Quel volto di sangue vero
di
Beppe Sebaste
Io ho paura. Di quel volto imbrattato di sangue, di quello sguardo. Quelle foto sono già un’icona contemporanea, un evento – che lo vogliamo o no – estetico, cioè politico. Nel flusso delle pose, delle immagini patinate e intinte di cerone, quel volto umano e per questo inaudito del capo, intriso di sofferenza e di odio, mi turba come – per esempio – un’opera-installazione di Maurizio Cattelan. E’ sangue vero – anche questo mi stupisce. Rosso. Comune e mortale. Volto, per una volta, nudo. Volto che, per una volta, soffre (s’offre). Utopia di una comprensione, una conversione, che non avverrà mai. Anzi.

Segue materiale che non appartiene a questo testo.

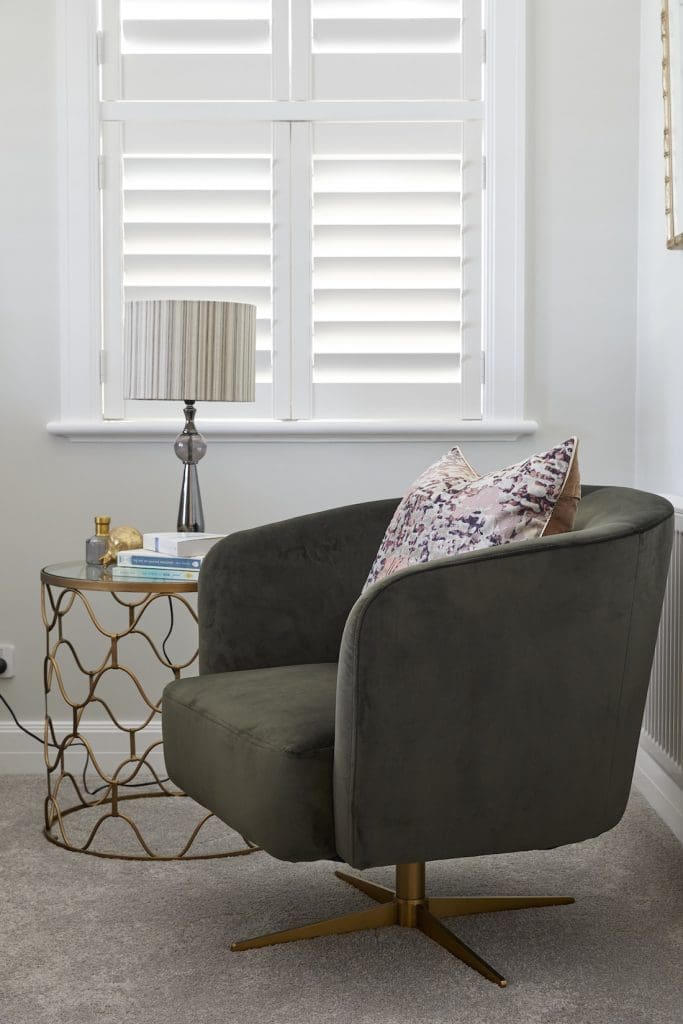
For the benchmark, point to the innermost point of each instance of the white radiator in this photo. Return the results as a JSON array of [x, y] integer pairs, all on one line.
[[662, 735]]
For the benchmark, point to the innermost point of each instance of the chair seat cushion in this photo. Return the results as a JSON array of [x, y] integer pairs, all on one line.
[[256, 748]]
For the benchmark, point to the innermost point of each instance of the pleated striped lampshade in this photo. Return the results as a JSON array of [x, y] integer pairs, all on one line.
[[197, 350]]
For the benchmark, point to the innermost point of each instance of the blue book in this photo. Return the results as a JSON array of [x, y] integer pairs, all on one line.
[[144, 572], [155, 560]]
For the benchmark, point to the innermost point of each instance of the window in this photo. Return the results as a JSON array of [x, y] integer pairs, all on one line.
[[325, 160]]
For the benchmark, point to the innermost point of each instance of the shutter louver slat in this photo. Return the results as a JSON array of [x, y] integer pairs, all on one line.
[[396, 51], [198, 51]]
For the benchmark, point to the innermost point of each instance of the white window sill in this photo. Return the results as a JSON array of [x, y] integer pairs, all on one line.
[[290, 430]]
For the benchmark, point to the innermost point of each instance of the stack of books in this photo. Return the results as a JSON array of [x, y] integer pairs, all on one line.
[[165, 556]]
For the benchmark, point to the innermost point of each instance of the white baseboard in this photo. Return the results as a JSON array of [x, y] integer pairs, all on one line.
[[19, 755], [660, 792]]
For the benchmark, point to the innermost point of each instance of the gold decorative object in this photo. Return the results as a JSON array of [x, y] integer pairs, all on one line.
[[672, 72], [411, 907], [121, 539], [75, 687]]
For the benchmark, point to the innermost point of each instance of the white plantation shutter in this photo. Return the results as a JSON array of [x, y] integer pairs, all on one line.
[[356, 231], [388, 269]]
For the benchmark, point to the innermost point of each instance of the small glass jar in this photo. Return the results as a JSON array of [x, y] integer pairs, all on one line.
[[96, 545]]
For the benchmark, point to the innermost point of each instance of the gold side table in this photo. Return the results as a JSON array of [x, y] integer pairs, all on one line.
[[74, 686]]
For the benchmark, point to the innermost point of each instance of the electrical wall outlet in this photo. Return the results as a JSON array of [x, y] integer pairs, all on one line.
[[6, 658]]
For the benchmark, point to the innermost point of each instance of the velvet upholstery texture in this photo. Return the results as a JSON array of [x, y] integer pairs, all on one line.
[[484, 702]]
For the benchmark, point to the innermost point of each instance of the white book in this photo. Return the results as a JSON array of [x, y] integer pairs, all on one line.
[[183, 545]]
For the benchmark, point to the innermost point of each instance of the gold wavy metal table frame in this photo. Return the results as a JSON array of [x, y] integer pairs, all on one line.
[[58, 595]]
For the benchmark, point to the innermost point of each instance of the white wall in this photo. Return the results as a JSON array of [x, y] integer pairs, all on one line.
[[659, 395], [583, 148]]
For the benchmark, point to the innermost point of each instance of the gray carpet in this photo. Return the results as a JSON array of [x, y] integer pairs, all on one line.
[[85, 940]]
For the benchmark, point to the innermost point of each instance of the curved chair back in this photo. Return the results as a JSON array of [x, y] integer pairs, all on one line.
[[493, 701]]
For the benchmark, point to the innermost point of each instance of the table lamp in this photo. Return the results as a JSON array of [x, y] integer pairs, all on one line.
[[182, 350]]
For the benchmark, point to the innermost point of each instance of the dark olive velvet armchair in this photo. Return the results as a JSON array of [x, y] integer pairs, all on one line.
[[482, 704]]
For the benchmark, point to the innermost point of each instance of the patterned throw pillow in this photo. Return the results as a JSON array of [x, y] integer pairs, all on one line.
[[451, 508]]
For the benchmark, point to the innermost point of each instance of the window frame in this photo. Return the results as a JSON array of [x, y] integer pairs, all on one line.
[[81, 254]]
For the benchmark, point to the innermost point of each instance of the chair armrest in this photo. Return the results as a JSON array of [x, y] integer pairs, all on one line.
[[281, 594], [492, 701]]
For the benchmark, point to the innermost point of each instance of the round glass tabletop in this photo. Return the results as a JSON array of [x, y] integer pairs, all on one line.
[[83, 577]]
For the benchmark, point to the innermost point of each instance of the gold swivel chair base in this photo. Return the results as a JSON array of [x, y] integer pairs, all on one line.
[[409, 906]]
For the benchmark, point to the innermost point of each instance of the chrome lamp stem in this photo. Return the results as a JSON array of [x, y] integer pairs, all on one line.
[[189, 448]]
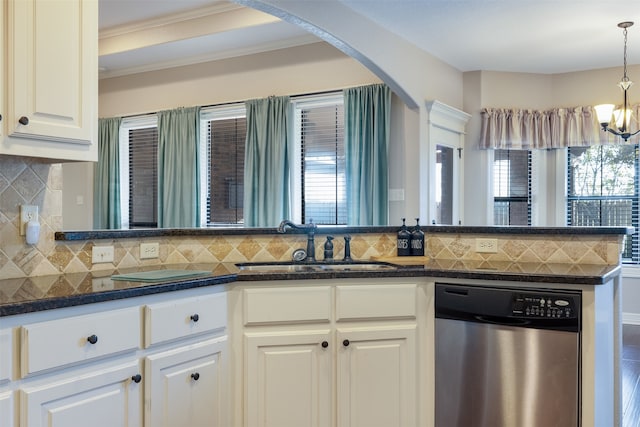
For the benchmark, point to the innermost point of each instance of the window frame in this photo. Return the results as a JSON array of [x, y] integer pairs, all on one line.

Ho paura della violenza, di ogni violenza. Mi sento colpito, irradiato da un’energia negativa emanata da quel volto, nonostante ogni compassione. Se è l’era di un nuovo realismo, ho paura della brutalità della cosiddetta realtà. Mi fa anche già paura il fatto che sento di non riuscire a esprimere liberamente il flusso di pensieri e di associazioni di idee, anche solo intellettuali, anche puramente estetiche (se esistono), che quella sequenza di immagini mute mi suscita. Ho paura della mia autocensura, presentimento di una pesante censura. Paura dell’immensa violenza di rimbalzo. Paura di vedere, in quella bocca piena di sangue, l’immagine simmetrica della bocca che ride per mostrare i denti. Paura di scorgere, nel ghigno dell’umana sofferenza, un soffio algido di vendetta.